Unfortunately, yet another species has been added to the endangered species list. As per the National Geographic article, “Turtle with Green Mohawk Faces Extinction”, the Mary River turtle from Australia is facing extinction. This turtle who is differentiated as having a Mohawk made of green algae and can breathe through its genitals, has not been of much concern to conservationists due to its strange appearance. However, the effect of hydroelectric dams on the Mary River is causing severe damage to the species. The Mary River turtle was said to have evolved 40 million years ago, but only a few hundred years of human impact has the species population dwindling. Using Hydroelectric energy seems like a great alternative to burning fossil fuels, but it causes damage to the flow of river water and negatively impacts the species that live in it. This turtle is just another species who was not cared for sufficiently to be protected and who was affected by the negative impacts of hydroelectric dams.

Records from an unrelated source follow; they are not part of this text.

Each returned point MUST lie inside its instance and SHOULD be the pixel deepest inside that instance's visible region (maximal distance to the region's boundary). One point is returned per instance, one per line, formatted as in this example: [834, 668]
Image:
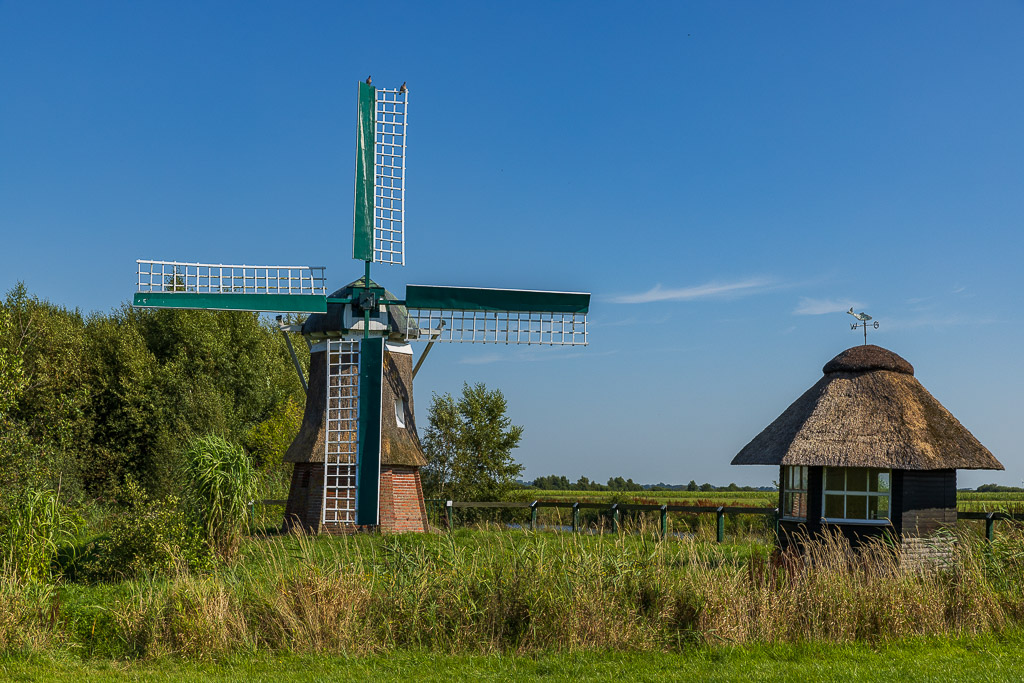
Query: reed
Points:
[482, 592]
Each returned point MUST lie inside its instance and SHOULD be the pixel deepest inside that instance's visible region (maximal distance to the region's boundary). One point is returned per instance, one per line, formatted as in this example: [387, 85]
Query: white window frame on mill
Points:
[795, 492]
[882, 479]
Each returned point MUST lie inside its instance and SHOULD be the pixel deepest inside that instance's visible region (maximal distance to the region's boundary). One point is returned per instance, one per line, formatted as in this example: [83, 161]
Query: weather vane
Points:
[863, 317]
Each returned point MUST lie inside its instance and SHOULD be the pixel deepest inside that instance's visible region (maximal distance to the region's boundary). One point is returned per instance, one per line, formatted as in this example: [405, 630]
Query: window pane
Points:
[796, 506]
[834, 507]
[856, 507]
[880, 507]
[856, 478]
[835, 478]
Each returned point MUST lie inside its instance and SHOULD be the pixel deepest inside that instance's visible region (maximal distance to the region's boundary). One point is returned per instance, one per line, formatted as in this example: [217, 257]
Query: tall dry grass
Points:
[512, 592]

This article states that it is common for conservation agencies to ignore endangered species who are not aesthetically pleasing to humans. Studies have shown that conservationists aren’t taking care of these animals and go as far as to say that species with big eyes and round faces are more protected by humans. So, while species like the Panda and Polar bears get a large amount of attention, a species like the Mary River turtle gets forgotten. The conservation group EDGE (Evolutionary Distinct and Globally Endangered), is responsible for finally marking the Mary River green turtle as endangered. EDGE is the group in charge of this for different species, but this year is the first time they added reptiles to their list. Finally, species like the pig-nose turtle, the Round Island keel-scaled boa, and the Madagascar blind snake are recognized as being close to extinction. Although this is good news for conservation, only about a hundred reptile species were added to the list, which only marks a small portion of all endangered reptiles.

Humans have been racing for new sources of renewable power for many years now. Our main source of power thus far comes from the burning of fossil fuels which causes greenhouse gasses to be emitted into the atmosphere which then eventually leads to global warming. Other methods of electricity such as wind or solar, leave no waste but are less efficient when collecting energy. Hydroelectric power is highly efficient at getting energy but requires large dams to be built. These large dams use the energy of flowing rivers to spin large turbines which generate electricity. Although no fossil fuels are burned from this process, there are still severe negative impacts. A dam can completely change the geography of an area; habitats can be completely submerged in water in order to make space for all the water it is holding back. The large dam blocking water also prevents the occurrences of the natural flow of the river. That’s why species, like the Mary River turtle, are having trouble surviving.


One thought on “Nat Geo: Mary River Turtle

  1. prof.saunders

    Great job exploring pros and cons of hydroelectricity and how people are more apt to rally around certain species over others. I think this little guy would be someone folks could endear themselves to, though!